Türk milletinin mizah dehasını temsil eden Nasreddin Hoca fıkraları sözlü anlatım ürünü oldukları için ağızdan ağıza nakil vasıtasıyla günümüze kadar gelebilmişlerdir. Bu bakımdan zaman içerisinde Nasreddin Hoca fıkraları değiştirilmiş zenginleştirilmiş ve yarı efsanevi bir hale getirilmiştir. Fıkralarda ders ve ibret verme güldürürken düşündürme esastır. Olayların merkezi kişisi bütün fıkralarda Nasreddin Hoca'dır. Fıkralar olay ve nükte olmak üzere iki bölümden meydana gelirler. Olaylar basit; nükte zarif alaycı ve düşündürücüdür. Nasreddin Hoca fıkralarına dikkat edilirse bencillik bilgiçlik mantıksızlık gözü açıklık gösteriş adam kayırma mefaatçilik yoluna gidenlerin alay konusu edildiği görülür.

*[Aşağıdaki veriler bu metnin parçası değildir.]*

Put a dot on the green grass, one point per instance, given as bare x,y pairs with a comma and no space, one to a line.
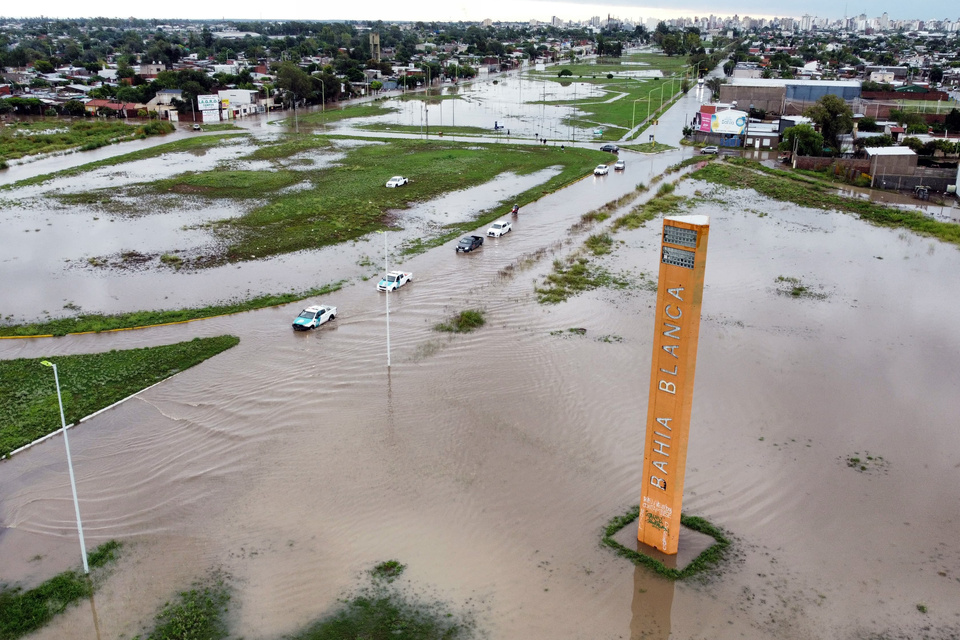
708,559
600,244
335,114
97,322
288,146
222,183
643,95
88,383
383,615
463,322
572,276
196,614
22,612
434,130
20,139
185,144
782,186
641,214
389,570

Ord. Prof. Dr. M. Fuad Köprülü'nün Nasreddin Hoca adlı eseri aradan bunca yıl geçmesine rağmen Nasreddin Hoca hakkındaki en önemli çalışmalardan biri olma özelliğini korumaktadır. Kitabın içerisinde yer alan manzum fıkralar günümüz gençlerinin ve çocuklarının rahatlıkla anlayabilecekleri bir dille kaleme alınmıştır.